I think the Gov. buys the ticket but maybe not. We have a Canadian who got out of jail after 12 years for killing his wife and is being deported back to Canada. I would guess he has no money but maybe a friend or relative can buy the ticket. If he was also a US citizen does that make a difference on being deported? Part of his plea deal was he had to give up custody of 2 young kids. The kids ended up with their aunt who is the twin of their biological mother.
His wife went missing and I saw people searching for her in a nearby park. They found her body few days later a few miles away.
The US provides transportation for deported people to their native countries.
Between being detained by some immigration authority and deportation, there is sometimes an option for “voluntary departure”, in which the person is given a deadline to leave and pays their own way.
Maybe a highjack but I asked this many years ago and I don’t think I ever got an answer. Is there any international legal obligation to return a person to their nation of citizenship? Let’s say the US and Chad make a treaty that we ship all illegal immigrants to Chad and they will accept them. Anything legally wrong with that?
don’t think it is still happening but some big cities would buy a bus ticket for homeless people to get them out of town. I think they could choose where to go. When this became public there were a lot of complaints about it .
While a different scenario from the OP, if someone get off a plane at JFK airport, gets to the immigration checkpoint, and gets told “your visa has been revoked”, or shows up without a valid visa in the first place, or for whatever other reason isn’t admitted, then I’m pretty sure it’s the responsibility of the airline they flew here on to return them to their home country. That’s why most airlines will verify you have a passport and a visa for your destination country before they’ll let you check in for an international flight. I suppose not being admitted to the country in the first place isn’t technically the same as being deported, but it’s a related scenario.
There was a minor uproar in the media a few years ago about people being deported from Canada to Somalia (after being convicted of crimes in Canada, not yet naturalized). Normally, the paperwork goes through the embassy if necessary to verify the person is a citizen, then they are deported to their country of citizenship. Somalia at the time did not have the necessary central government, and the Canadian immigration service was apparently flying people to Kenya and paying some private service to fly them to Mogadishu where they were dumped on the tarmac. (not literally, but basically “get off here…”)

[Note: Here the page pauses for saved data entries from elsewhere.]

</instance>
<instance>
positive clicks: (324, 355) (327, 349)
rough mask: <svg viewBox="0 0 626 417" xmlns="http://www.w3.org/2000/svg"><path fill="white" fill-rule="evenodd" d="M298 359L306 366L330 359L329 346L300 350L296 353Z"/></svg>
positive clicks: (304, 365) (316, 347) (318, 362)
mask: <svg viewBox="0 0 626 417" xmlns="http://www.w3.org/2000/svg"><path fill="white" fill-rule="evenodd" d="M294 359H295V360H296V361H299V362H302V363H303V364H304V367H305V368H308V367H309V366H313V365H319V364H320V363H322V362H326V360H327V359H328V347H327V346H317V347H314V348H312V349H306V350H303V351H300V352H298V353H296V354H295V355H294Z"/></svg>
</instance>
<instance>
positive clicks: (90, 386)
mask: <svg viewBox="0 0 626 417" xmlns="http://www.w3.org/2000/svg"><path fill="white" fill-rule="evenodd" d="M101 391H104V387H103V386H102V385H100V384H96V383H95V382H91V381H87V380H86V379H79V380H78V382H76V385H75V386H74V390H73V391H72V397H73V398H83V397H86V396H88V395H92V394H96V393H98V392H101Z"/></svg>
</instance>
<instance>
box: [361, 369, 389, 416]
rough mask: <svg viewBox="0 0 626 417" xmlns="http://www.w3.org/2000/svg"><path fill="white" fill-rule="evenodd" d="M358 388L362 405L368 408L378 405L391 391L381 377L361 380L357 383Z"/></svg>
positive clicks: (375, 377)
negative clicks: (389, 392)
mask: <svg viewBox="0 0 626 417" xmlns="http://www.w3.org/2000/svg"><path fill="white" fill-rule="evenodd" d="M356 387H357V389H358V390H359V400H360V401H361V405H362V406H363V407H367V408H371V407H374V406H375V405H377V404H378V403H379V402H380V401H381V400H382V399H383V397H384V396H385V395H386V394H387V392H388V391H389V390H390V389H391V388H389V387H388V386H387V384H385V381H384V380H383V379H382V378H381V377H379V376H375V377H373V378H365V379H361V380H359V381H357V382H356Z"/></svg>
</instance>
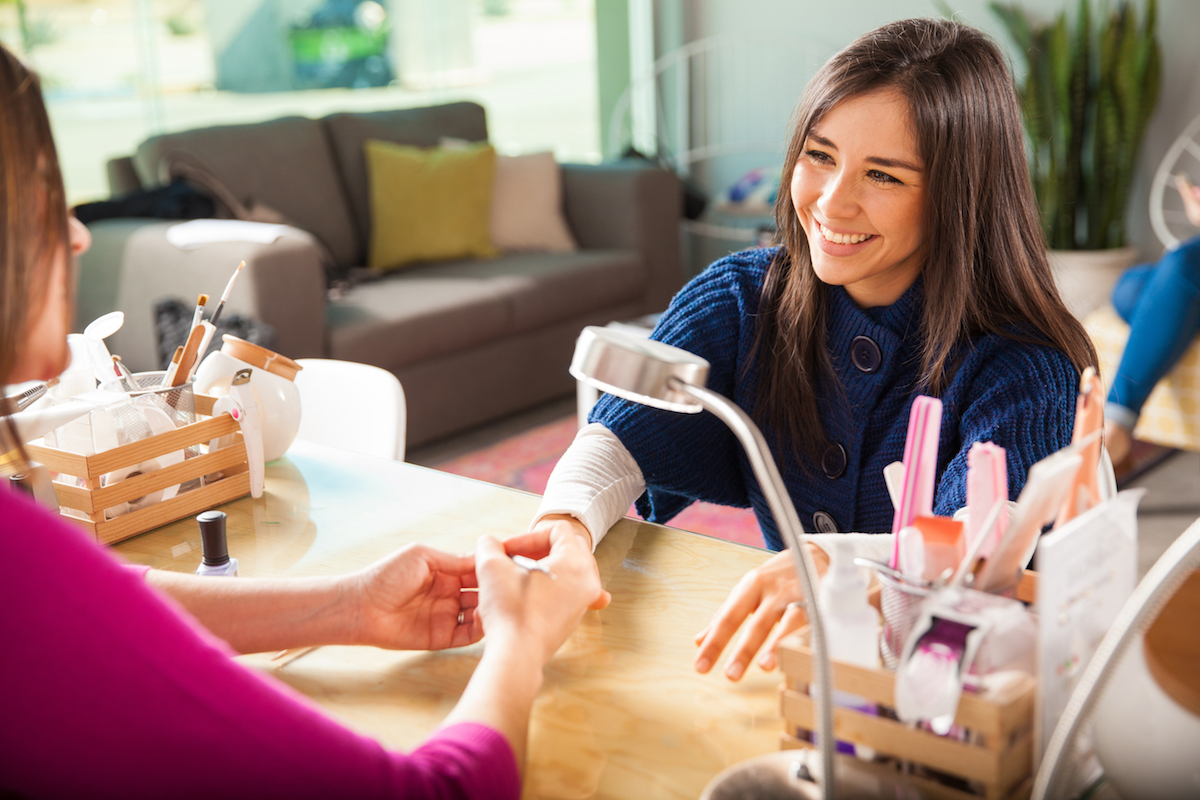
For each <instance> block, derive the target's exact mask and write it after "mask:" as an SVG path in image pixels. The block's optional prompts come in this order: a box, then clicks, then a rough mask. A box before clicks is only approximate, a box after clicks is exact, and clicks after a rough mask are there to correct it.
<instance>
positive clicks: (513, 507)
mask: <svg viewBox="0 0 1200 800" xmlns="http://www.w3.org/2000/svg"><path fill="white" fill-rule="evenodd" d="M536 507H538V497H536V495H533V494H528V493H526V492H518V491H516V489H508V488H504V487H499V486H492V485H490V483H482V482H479V481H473V480H469V479H464V477H457V476H454V475H448V474H445V473H438V471H436V470H431V469H425V468H421V467H415V465H412V464H400V463H395V462H388V461H379V459H374V458H368V457H364V456H358V455H354V453H350V452H346V451H338V450H332V449H329V447H322V446H319V445H312V444H307V443H300V441H298V443H296V444H295V445H293V447H292V450H289V451H288V455H287V456H286V457H284V458H282V459H280V461H277V462H274V463H271V464H269V465H268V468H266V492H265V493H264V495H263V497H262V498H260V499H258V500H252V499H251V498H248V497H247V498H242V499H241V500H235V501H234V503H230V504H227V505H224V506H222V510H223V511H224V512H226V513H227V515H228V516H229V519H228V540H229V553H230V554H232V555H233V557H235V558H236V559H238V561H239V567H240V572H241V575H242V576H284V575H286V576H307V575H334V573H342V572H349V571H353V570H356V569H359V567H361V566H365V565H367V564H370V563H371V561H373V560H376V559H377V558H380V557H383V555H384V554H386V553H389V552H391V551H394V549H396V548H398V547H402V546H404V545H407V543H410V542H424V543H427V545H431V546H434V547H439V548H443V549H446V551H451V552H464V551H470V549H473V548H474V542H475V540H476V539H478V537H479V536H480V535H481V534H484V533H491V534H493V535H496V536H499V537H506V536H510V535H512V534H515V533H520V531H523V530H526V528H527V525H528V523H529V519H530V518H532V517H533V515H534V512H535V511H536ZM114 549H115V551H116V552H119V553H121V554H122V555H125V557H126V558H127V559H130V560H132V561H138V563H142V564H149V565H151V566H155V567H160V569H166V570H178V571H186V572H191V571H193V570H194V569H196V565H197V564H198V563H199V554H200V543H199V530H198V528H197V525H196V523H194V521H192V519H185V521H180V522H176V523H173V524H170V525H166V527H163V528H160V529H157V530H154V531H150V533H148V534H144V535H142V536H136V537H133V539H130V540H127V541H125V542H121V543H119V545H116V546H114ZM768 555H769V553H767V552H766V551H760V549H756V548H751V547H745V546H742V545H733V543H730V542H725V541H721V540H716V539H712V537H708V536H701V535H698V534H690V533H685V531H679V530H674V529H671V528H665V527H662V525H655V524H650V523H644V522H638V521H634V519H624V521H622V522H620V523H618V524H617V525H616V527H614V528H613V529H612V531H610V534H608V535H607V536H606V537H605V539H604V541H602V542H601V543H600V547H599V548H598V551H596V559H598V561H599V565H600V572H601V576H602V578H604V584H605V588H607V589H608V590H610V591H611V593H612V595H613V602H612V604H611V606H610V607H608V608H606V609H605V610H602V612H588V613H587V615H586V616H584V618H583V621H582V622H581V625H580V627H578V630H577V631H576V632H575V633H574V634H572V636H571V638H570V639H568V642H566V643H565V644H564V645H563V648H562V649H560V650H559V652H558V654H557V655H556V657H554V660H553V661H552V662H551V663H550V664H548V666H547V667H546V680H545V684H544V686H542V690H541V693H540V694H539V697H538V700H536V703H535V705H534V710H533V721H532V724H530V729H529V763H528V768H527V772H526V788H524V794H523V796H524V798H554V799H572V800H574V799H582V798H613V799H617V798H620V799H625V798H641V799H650V798H697V796H698V795H700V793H701V790H702V789H703V787H704V784H706V783H707V782H708V781H709V778H710V777H712V776H714V775H716V774H718V772H719V771H721V770H722V769H724V768H726V766H728V765H730V764H733V763H737V762H740V760H743V759H746V758H750V757H752V756H758V754H762V753H766V752H770V751H774V750H778V748H779V733H780V730H781V729H782V727H781V726H782V722H781V717H780V714H779V696H778V687H779V684H780V674H779V673H778V672H774V673H763V672H762V670H761V669H758V668H757V667H756V666H752V667H751V668H750V669H749V670H748V673H746V675H745V676H744V678H743V679H742V680H740V681H739V682H737V684H733V682H731V681H728V680H726V679H725V676H724V675H721V674H719V670H718V669H714V672H713V673H712V674H708V675H700V674H697V673H696V672H694V670H692V668H691V661H692V657H694V656H695V645H694V644H692V640H691V637H692V636H694V634H695V633H696V631H698V630H701V628H702V627H703V626H704V625H706V624H707V622H708V620H709V618H710V616H712V615H713V613H714V612H715V610H716V609H718V607H719V606H720V604H721V602H722V601H724V600H725V597H726V595H727V594H728V591H730V589H732V587H733V585H734V584H736V583H737V581H738V579H739V578H740V577H742V575H743V573H745V572H746V571H748V570H750V569H751V567H754V566H756V565H758V564H761V563H762V561H764V560H766V559H767V558H768ZM485 644H486V640H485V642H484V643H479V644H475V645H473V646H469V648H463V649H458V650H446V651H440V652H398V651H390V650H379V649H376V648H365V646H364V648H350V646H328V648H320V649H318V650H316V651H313V652H311V654H308V655H306V656H304V657H301V658H296V660H295V661H293V662H287V663H283V666H280V662H271V661H270V655H253V656H242V657H240V658H239V660H240V661H242V662H244V663H246V664H247V666H251V667H252V668H256V669H259V670H262V672H264V673H266V674H270V675H274V676H275V678H276V679H278V680H281V681H283V682H286V684H288V685H290V686H293V687H294V688H296V690H299V691H300V692H302V693H305V694H306V696H308V697H310V698H312V699H313V700H314V702H316V703H318V704H319V705H322V706H323V708H324V709H325V710H326V711H328V712H329V714H330V715H331V716H334V717H335V718H337V720H340V721H341V722H342V723H344V724H346V726H348V727H350V728H352V729H354V730H358V732H360V733H365V734H368V735H371V736H374V738H376V739H377V740H379V741H380V742H383V744H384V745H385V746H388V747H391V748H398V750H404V751H407V750H410V748H413V747H415V746H416V745H419V744H420V742H421V741H422V740H424V739H425V738H426V736H427V735H428V734H430V733H431V732H432V730H433V729H434V728H436V727H437V726H438V723H439V722H440V721H442V720H443V718H444V717H445V715H446V714H448V712H449V711H450V709H451V708H452V706H454V704H455V703H456V702H457V699H458V697H460V694H461V693H462V690H463V688H464V687H466V685H467V680H468V679H469V678H470V674H472V670H473V669H474V668H475V664H476V663H478V661H479V656H480V654H481V651H482V648H484V646H485Z"/></svg>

It mentioned there were some people they could not deport because the governments were being uncooperative about verifying citizenship. But of course, these are usually third world countries where economic pressure can be brought and most have no reason to antagonize Canada (or the USA) over some nobody if they are obviously their citizen. I do recall some mention at the time that some country (Guatemala? Honduras?) had made an agreement with the USA to take people that the USA could not make arrangements to ship home (typically somewhere in central Asian or the Middle East).

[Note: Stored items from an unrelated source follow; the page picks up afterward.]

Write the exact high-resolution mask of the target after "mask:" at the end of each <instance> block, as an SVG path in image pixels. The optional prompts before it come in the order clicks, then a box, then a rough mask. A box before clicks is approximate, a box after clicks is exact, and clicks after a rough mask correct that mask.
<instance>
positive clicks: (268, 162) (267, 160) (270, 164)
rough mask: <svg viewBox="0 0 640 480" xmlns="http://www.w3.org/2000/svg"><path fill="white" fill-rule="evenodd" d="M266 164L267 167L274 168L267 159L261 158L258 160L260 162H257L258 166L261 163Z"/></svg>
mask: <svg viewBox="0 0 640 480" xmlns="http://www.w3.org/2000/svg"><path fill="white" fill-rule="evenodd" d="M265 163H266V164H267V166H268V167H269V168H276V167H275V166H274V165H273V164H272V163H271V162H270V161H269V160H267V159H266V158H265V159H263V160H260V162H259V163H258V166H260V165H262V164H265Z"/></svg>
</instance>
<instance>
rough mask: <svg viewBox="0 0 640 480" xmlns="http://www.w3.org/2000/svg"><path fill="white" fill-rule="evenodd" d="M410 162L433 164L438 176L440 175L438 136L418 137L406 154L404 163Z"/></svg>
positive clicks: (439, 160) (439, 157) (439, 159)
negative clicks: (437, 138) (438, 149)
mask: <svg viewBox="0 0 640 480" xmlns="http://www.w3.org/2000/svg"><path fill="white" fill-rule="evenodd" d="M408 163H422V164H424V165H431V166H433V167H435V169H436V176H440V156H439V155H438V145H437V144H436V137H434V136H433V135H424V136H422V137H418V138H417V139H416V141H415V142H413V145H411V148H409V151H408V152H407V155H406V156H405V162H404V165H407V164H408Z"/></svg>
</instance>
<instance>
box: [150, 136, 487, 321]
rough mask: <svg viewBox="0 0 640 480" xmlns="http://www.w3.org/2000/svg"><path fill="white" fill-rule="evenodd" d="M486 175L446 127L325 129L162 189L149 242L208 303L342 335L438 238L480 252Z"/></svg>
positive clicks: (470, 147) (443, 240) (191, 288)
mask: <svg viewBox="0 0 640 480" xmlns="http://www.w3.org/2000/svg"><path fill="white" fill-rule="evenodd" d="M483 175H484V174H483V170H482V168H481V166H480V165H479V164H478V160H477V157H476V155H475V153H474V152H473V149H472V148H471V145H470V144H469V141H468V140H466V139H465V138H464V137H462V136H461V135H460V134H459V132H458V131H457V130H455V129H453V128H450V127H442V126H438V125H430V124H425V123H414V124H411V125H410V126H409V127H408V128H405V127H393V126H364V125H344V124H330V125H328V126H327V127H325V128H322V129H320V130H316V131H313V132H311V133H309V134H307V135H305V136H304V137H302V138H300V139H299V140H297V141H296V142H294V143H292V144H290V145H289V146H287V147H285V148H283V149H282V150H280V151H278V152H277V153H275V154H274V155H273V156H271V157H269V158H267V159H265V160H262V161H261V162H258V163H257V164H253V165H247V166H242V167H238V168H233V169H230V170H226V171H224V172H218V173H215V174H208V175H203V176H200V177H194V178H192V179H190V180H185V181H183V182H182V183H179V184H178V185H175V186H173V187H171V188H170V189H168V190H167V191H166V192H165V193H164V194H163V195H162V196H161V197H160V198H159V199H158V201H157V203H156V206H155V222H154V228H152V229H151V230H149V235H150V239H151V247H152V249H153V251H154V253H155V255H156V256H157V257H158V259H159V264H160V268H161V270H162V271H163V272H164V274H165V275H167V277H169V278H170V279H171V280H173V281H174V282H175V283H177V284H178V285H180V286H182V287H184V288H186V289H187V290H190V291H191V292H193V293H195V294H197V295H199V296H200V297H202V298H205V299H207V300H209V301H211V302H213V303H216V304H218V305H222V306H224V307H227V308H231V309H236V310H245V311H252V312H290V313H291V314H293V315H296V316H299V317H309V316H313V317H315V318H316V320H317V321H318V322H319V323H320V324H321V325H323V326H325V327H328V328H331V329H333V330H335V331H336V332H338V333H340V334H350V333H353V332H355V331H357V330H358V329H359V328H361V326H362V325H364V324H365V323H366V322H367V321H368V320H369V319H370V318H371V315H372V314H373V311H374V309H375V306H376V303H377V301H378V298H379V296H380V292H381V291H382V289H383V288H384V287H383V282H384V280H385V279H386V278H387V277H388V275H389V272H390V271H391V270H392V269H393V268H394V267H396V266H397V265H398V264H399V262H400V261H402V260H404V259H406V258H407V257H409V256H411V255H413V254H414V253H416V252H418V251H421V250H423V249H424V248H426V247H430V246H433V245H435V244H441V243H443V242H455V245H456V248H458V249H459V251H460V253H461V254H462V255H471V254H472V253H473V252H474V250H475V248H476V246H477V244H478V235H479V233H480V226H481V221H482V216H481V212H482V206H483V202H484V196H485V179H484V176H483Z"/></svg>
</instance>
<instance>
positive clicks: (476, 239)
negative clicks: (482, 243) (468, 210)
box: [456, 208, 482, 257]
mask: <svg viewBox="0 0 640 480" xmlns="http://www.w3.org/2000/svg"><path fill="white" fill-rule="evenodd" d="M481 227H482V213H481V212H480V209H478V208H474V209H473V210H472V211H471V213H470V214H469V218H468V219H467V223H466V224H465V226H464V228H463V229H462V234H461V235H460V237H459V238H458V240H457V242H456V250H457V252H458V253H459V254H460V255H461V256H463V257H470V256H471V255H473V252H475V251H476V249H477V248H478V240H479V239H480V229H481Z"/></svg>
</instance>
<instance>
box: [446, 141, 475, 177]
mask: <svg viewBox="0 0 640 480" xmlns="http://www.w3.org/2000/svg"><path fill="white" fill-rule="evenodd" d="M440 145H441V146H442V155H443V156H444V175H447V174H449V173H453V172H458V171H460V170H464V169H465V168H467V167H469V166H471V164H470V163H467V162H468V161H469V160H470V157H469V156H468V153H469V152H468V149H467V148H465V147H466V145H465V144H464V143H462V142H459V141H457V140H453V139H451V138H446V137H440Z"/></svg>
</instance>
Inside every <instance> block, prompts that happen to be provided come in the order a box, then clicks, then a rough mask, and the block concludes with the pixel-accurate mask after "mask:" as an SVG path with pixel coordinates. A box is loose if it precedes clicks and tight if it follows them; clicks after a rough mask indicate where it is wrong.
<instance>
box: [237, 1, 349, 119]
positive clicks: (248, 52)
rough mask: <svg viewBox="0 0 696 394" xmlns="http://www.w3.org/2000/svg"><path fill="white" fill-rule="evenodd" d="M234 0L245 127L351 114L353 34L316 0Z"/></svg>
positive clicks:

I remember talking to a fellow - not as clever as he thought- who was on a group trip with a bunch of college friends, back before 9-11. They got to the Detroit border, and in those days even a driver’s license would work to cross. To avoid hassles, he decided to say he was Canadian, even though he’d been born in Germany and was about 2 when his parents moved to Canada - still not naturalized. The computer system was smart enough to catch this, and his next call was to his parents “Hey, mom and dad, guess where I am… Germany!” So even though he was a legal resident of Canada and it was less than half a mile that-a-way, they deported him to his country of citizenship. He didn’t mention any cost, but of course he (his parents) had to pay to get him back to Canada.
I remember reading a story of a man who was being deported from the US to Canada a few years ago where he was driven from his prison straight to the airport by police who waited until he physically got on the plane until they left
I don’t know about the US, but no one can be deported from the EU unless a country can be found to accept them and then not to a country where they may be threatened with a death sentence.
AFAIK the fare is paid by the country where they are caught.
Illegal immigrants to the UK normally destroy any evidence of their country of residence as this makes deportation much harder.
This week the Australian Government deported a terrorist who had Australian and Arabic citizenship. As they cannot deport a citizen, they revoked his Australian citizenship leaving him with just the Algerian one he had from birth. He did not want to leave Australia, wanted to stay in prison here rather than go back to Algeria.
This was also a stink in Canada. The previous government in response to ISIS had been contemplating a law to revoke Canadian citizenship from naturalized Canadians or dual-citizens who engaged in terrorism. The blowback was, this would create two classes of citizens - those who could lose their citizenship and those who could not. (with associated claims of racism, etc. etc.) For example, I was born in Canada but both my parents were British and immigrated here, so I have UK citizenship too. If the government chose for some reason to label me a terrorist (say, I donated some money to the wrong cause like some Palestinian charity, thus supporting terrorism) they could simply revoke my citizenship and send me to England never to return, although I was born here and lived here all my life. My wife who is not a dual citizen would be immune from such treatment.
I know of a case where that happened with someone being deported to China- problem was, the flight made an unscheduled stop in Chicago for some reason and allowed passengers to leave the plane. The deportee is presumably still in the US.